RESTA LA MAGLIA DEGLI AFRICA UNITE

Sono mesi che volevo farlo. Eppure rimandavo. Il mio armadio, i miei cassetti, straripano di indumenti risalenti a 10 anni e 20 chili fa. Dalla giacca spruzzata di candeggina alla maglia dei Sonic Youth, dalle improbabili t-shirt stile "Italians do it better" alle camiciole semitrasparenti stile indiano. Dal maglione stile "Mark Darcy al party di Natale di Geoffrey e Una" all’ultimo calzino bucato di spugna bianca (mai più messi, ma testimoniano la gloriosa epoca del calzino bianco). Dalle striminzite giacche a vento primaverili agli spolverini neri usati in un’unica occasione (travestimento da Corvo, miglior maschera di Halloween nel 1994).

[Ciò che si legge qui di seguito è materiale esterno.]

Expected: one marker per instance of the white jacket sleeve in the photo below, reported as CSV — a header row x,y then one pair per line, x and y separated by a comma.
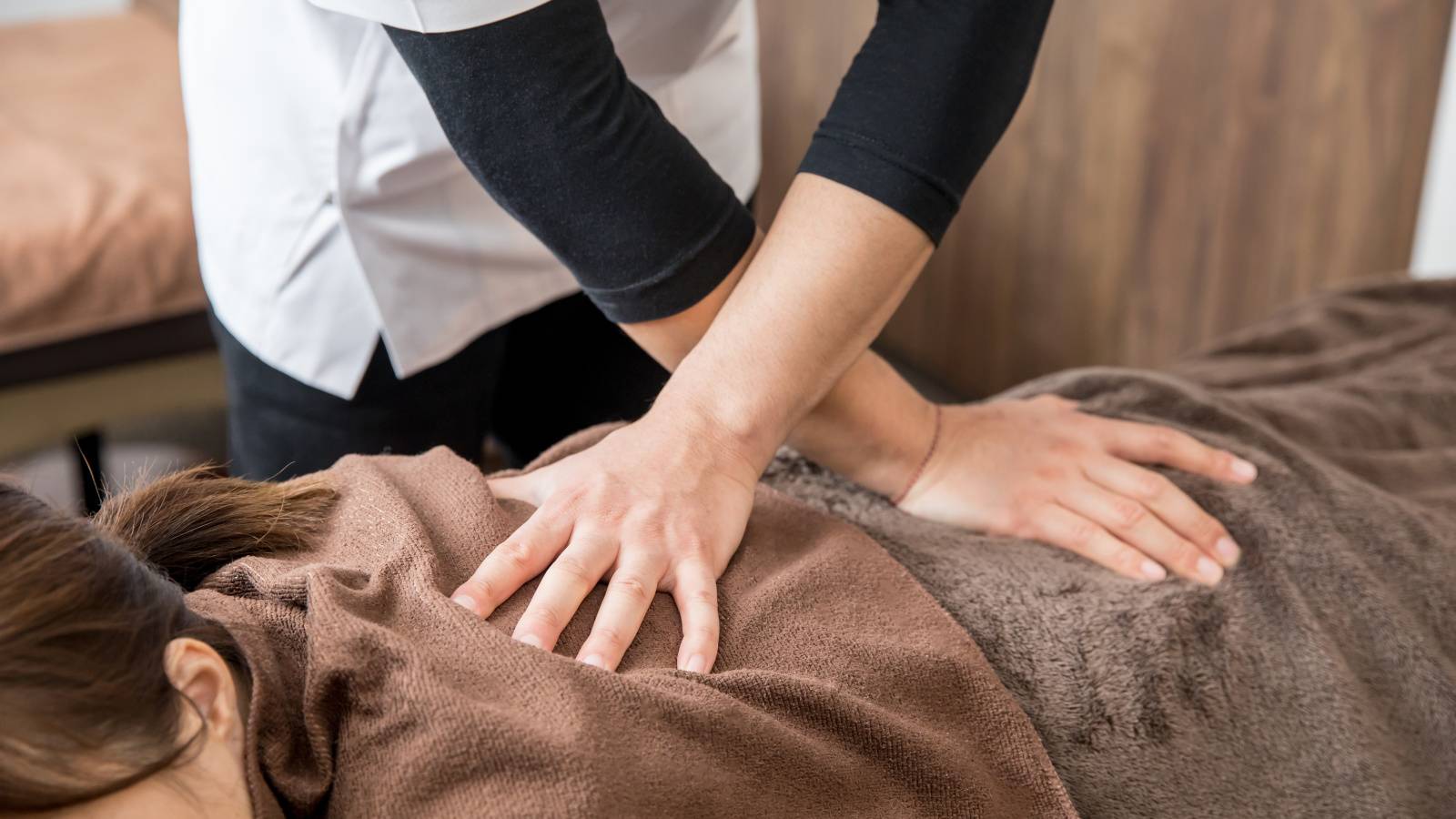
x,y
430,16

Fino ad arrivare al fedele e stracciato giacchetto di jeans e al maglione nero sformato (risalenti circa a 18-20 anni fa). Il valore sentimentale ha lasciato vivere qualche maglietta di quelle "da mettere in casa quando fai i lavori". Nulla di più. Del resto, si tratta di cose che non guardo mai, non metto mai (ci mancherebbe – non ci sto dentro). Eppure fanno una certa impressione quei quattro o cinque borsoni accumulati vicino alla porta d’ingresso, pronti per finire nel limbo dei cassonetti degli indumenti usati. Si potrebbe definire questo repulisti come un voltare pagina. Eppure non è così. Purtroppo, o per fortuna, a casa mia si volta pagina ogni giorno. Svuotare armadi e cassetti è stato un ottimo diversivo, ma in fondo simile a quando stai leggendo un romanzo lunghissimo e torni per curiosità al capitolo iniziale. La coloratissima maglia degli Africa Unite (A.D. 1991), però, resta. Appiattita in fondo ad un cassetto. Come una piega fatta sull’angolo della pagina, per non dimenticare.